For those who of you who only clicked this link because it included the word “confessional,” you can go ahead and stop reading right now, because you’re not going to learn anything about me that you didn’t already know. Since I am not Catholic, the English word confession is not necessarily a word I associate that often with religion, except for it as a common translation for the viduy prayer we say before Yom Kippur and at deathbed moments, when possible. It’s a word I associate most with jail time and criminals. But in this [social media] day and [oversharing] age, the impetus for women to “confess” has somehow become associated with positivity and good mental health. People who “tell their story” to the world with the stated goal to somehow “make someone’s else’s suffering just a little less lonely,” has become the cheapest therapy of the millennium. But guess what? You might be getting exactly what you pay for it.

Don’t get me wrong, this style of writing is not new; tell-all memoirs have been bestsellers for years: many a movie starlet and spurned ex-wives of famous men have spoken their “truths” to ghostwriters and collected well-earned paychecks. I guess that’s honest money and their business. But we seem to have entered a new age of the “common woman” memoir; everyone and their daughter/sister/mother must unburden themselves somehow in order to “help others.” But are we proud of this in every case? Is this activity always to be applauded, and does “going public” with a private story somehow make it more legitimate or relevant to all? Is it possible to share too much? Is anyone else a little embarrassed by all this TMI?

The central prohibition against unethical speech is Leviticus 19:16: “Lo telech rachil b’ameicha” — do not go about as a talebearer among your people. When journalists report the news, we go through (or ideally go through) a process of fact-checking and editing to make sure the information is correct as much as possible. The efficacy of this differs among publications, but I know my organization does its very best, though we do still err. However, with personal stories and people “bearing witness” to events or experiences, the truth is sometimes more difficult to discern. A common example of this is people who have witnessed car accidents from different perspectives will often tell the police they saw the incident happen one way, when another person will say the exact opposite.

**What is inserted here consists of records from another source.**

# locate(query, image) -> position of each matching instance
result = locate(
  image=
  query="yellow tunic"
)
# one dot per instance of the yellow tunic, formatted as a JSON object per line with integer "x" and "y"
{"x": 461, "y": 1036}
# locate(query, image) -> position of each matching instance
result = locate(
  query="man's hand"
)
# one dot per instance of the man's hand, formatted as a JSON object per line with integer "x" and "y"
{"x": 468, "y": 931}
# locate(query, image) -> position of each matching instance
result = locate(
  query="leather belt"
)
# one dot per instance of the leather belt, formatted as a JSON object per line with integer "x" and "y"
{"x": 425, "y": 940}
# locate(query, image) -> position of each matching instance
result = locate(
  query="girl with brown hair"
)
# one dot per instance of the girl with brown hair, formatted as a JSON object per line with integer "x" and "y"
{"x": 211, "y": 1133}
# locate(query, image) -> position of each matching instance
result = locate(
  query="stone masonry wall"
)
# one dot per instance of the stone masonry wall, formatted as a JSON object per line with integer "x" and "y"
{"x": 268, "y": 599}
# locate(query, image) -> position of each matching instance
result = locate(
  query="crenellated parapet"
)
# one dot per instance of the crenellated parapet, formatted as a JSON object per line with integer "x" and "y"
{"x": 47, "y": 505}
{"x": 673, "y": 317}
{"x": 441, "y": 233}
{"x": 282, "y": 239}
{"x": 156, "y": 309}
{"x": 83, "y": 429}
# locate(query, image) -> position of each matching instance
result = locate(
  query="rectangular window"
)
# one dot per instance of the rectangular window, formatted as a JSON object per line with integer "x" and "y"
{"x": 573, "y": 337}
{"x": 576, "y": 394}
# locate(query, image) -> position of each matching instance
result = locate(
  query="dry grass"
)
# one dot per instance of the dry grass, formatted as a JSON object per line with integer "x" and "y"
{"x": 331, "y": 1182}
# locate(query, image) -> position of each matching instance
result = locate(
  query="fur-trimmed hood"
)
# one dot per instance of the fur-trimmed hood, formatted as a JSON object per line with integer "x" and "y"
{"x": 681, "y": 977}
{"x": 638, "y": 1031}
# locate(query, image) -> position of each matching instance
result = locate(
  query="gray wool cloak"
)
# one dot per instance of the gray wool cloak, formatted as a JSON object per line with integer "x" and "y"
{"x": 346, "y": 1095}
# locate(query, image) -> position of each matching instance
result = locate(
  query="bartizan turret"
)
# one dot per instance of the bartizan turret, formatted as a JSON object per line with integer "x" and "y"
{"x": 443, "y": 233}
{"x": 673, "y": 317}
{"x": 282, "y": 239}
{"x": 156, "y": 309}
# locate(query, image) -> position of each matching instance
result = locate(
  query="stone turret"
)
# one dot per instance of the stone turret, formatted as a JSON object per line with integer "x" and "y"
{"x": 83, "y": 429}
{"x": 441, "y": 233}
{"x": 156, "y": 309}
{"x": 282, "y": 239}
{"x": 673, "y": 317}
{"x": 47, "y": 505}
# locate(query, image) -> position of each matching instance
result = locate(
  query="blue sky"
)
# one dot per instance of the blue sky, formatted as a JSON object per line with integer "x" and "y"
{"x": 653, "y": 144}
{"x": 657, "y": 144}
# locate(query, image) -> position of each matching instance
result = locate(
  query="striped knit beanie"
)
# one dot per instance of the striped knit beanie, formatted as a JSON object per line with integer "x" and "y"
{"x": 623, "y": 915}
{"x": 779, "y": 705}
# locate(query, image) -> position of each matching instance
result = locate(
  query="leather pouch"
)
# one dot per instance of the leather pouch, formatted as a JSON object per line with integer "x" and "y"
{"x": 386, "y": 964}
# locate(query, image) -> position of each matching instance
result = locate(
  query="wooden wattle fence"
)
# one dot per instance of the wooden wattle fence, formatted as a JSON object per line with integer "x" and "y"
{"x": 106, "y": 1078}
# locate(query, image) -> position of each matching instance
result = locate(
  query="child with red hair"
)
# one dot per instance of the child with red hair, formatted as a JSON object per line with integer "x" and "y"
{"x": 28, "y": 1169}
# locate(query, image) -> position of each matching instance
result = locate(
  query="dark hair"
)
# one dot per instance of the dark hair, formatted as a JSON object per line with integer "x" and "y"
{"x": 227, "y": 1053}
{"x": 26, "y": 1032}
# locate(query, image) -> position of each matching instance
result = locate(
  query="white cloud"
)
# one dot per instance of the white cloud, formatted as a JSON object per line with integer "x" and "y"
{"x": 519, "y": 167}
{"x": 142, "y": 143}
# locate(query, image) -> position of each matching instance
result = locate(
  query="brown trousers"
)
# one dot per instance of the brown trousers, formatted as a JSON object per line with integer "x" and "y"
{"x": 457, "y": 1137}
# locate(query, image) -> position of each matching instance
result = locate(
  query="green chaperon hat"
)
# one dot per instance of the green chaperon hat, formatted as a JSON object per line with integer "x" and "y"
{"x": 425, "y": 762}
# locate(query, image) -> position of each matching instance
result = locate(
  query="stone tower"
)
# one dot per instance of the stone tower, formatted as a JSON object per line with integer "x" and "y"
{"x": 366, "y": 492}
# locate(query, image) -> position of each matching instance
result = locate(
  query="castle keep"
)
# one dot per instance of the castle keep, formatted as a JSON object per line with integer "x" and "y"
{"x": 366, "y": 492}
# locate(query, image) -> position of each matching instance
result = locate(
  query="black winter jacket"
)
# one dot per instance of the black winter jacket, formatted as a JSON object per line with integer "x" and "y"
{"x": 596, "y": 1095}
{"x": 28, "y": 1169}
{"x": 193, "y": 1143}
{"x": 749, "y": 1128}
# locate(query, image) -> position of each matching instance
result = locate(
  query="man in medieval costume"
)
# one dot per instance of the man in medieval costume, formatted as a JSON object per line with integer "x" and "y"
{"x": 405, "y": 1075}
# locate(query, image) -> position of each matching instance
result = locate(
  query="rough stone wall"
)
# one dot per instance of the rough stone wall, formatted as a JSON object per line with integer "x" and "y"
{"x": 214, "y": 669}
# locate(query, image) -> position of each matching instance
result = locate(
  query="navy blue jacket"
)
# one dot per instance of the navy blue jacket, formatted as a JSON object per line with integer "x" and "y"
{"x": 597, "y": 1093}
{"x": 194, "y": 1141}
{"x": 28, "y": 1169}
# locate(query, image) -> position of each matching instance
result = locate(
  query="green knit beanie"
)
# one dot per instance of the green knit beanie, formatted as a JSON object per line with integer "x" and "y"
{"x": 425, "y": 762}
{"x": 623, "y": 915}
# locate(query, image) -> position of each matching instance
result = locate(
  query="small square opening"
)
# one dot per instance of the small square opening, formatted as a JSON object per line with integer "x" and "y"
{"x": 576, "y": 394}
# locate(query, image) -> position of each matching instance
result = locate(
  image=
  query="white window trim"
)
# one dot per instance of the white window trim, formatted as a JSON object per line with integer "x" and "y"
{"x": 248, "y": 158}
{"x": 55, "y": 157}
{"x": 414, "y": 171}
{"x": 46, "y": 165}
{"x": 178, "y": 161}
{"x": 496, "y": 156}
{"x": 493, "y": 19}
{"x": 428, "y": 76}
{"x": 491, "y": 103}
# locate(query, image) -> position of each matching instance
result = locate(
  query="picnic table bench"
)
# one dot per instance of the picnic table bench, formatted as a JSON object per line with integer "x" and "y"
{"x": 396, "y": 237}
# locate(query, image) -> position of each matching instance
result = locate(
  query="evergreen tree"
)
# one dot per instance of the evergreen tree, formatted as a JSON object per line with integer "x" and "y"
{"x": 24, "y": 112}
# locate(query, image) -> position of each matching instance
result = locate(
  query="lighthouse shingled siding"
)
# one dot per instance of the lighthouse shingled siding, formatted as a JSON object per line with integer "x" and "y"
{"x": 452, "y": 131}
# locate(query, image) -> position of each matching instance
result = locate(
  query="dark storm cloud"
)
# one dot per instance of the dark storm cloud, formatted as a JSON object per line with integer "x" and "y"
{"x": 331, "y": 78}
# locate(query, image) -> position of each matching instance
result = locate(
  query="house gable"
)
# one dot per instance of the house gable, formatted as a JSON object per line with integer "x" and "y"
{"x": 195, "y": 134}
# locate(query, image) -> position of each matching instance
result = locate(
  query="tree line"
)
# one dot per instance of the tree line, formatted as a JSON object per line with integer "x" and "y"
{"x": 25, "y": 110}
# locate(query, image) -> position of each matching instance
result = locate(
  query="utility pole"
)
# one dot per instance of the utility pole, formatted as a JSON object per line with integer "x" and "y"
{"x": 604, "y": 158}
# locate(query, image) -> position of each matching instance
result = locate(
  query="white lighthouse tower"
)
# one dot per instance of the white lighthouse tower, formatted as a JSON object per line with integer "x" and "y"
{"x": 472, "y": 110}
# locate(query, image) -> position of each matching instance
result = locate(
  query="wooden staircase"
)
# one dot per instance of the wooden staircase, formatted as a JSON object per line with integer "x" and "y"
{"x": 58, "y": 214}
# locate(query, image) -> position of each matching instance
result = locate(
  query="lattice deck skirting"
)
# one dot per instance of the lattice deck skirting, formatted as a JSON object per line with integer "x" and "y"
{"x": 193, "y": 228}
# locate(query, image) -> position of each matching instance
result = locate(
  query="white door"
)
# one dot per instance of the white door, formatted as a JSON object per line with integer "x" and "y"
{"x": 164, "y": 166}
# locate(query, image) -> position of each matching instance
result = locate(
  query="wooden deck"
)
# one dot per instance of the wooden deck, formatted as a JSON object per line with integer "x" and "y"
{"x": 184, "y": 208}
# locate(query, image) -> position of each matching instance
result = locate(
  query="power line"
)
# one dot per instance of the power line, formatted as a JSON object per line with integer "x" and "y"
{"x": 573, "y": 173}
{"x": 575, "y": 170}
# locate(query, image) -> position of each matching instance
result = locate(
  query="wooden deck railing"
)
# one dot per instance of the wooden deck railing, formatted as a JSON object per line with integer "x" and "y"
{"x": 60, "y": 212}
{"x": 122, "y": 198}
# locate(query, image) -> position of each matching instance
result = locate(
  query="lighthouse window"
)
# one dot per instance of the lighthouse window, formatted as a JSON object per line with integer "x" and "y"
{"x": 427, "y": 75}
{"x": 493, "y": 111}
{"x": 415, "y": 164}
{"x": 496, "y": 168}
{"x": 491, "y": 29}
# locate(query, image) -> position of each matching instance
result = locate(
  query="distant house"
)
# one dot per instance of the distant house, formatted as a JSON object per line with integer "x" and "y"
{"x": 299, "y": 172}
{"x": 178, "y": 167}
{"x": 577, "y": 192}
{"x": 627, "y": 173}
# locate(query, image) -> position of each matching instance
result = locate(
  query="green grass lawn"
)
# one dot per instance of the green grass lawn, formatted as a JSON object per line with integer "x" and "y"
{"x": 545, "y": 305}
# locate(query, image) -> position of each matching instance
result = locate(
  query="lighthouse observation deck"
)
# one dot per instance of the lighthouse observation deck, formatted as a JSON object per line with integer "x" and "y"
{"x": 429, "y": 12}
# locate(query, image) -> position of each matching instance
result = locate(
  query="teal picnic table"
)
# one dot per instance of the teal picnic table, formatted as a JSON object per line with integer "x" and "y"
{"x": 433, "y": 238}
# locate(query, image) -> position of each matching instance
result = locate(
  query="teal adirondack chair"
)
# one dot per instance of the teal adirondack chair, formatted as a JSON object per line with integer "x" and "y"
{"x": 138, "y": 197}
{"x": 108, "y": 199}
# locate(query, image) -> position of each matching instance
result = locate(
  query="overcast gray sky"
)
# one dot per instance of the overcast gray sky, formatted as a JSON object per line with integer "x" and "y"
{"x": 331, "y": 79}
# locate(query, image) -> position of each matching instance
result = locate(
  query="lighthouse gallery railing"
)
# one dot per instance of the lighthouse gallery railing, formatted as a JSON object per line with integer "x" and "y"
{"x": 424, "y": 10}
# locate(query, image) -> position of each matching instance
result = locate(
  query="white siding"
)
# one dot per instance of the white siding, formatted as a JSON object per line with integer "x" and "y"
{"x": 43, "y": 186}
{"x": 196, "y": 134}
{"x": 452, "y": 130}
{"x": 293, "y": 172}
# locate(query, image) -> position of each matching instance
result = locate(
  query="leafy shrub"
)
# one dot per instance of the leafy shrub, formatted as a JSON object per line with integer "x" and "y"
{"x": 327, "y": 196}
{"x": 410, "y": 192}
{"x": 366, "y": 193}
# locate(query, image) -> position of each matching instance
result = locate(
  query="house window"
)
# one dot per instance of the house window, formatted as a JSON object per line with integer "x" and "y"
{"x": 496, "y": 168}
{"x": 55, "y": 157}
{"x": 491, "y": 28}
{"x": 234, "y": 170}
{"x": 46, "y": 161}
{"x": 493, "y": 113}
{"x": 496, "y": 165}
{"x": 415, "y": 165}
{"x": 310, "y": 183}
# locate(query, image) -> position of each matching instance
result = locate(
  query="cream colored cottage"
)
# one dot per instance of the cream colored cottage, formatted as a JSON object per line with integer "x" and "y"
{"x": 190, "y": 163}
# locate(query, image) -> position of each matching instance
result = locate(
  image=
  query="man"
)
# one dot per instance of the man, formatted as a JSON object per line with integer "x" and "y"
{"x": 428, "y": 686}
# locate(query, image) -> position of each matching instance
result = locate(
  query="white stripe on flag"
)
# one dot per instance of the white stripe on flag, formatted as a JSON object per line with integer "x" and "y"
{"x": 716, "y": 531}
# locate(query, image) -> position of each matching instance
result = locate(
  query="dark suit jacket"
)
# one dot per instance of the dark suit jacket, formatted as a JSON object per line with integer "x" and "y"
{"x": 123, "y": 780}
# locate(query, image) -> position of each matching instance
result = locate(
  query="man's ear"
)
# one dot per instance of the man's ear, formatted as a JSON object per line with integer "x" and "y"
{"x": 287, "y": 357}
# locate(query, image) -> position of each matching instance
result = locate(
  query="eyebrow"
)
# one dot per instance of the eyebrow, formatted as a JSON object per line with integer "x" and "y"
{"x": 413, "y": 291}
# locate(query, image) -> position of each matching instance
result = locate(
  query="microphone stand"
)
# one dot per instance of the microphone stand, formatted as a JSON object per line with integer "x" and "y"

There are exceptions to this, of course: Certainly, breaking one’s silence about sex abuse, harassment and child abuse, is right and appropriate. Individuals and groups, in advocating turning in such abusers without exception in the Jewish community, has been an important move forward in what has, in the past, been a communal problem fraught with too much silence. Similarly, individuals who have gone public in the wake of a family suicide or near-miss in order to help others, have likely saved untold lives.   

However, it is my sense that it is not always appropriate to shout all personal issues from the figurative rooftops. “Letting it all out” has a darker side that few people seem to consider, and even fewer seem to understand. Also, one can always find someone to agree with, if one is seeking legitimacy or to be heard, but public fora are risky and th internet may not always provide people with the forum they hope for. I have learned three things in 15 years in journalism; 1) You can’t untell a story, 2) you often only get one chance to get it right, and 3) you can’t erase the internet.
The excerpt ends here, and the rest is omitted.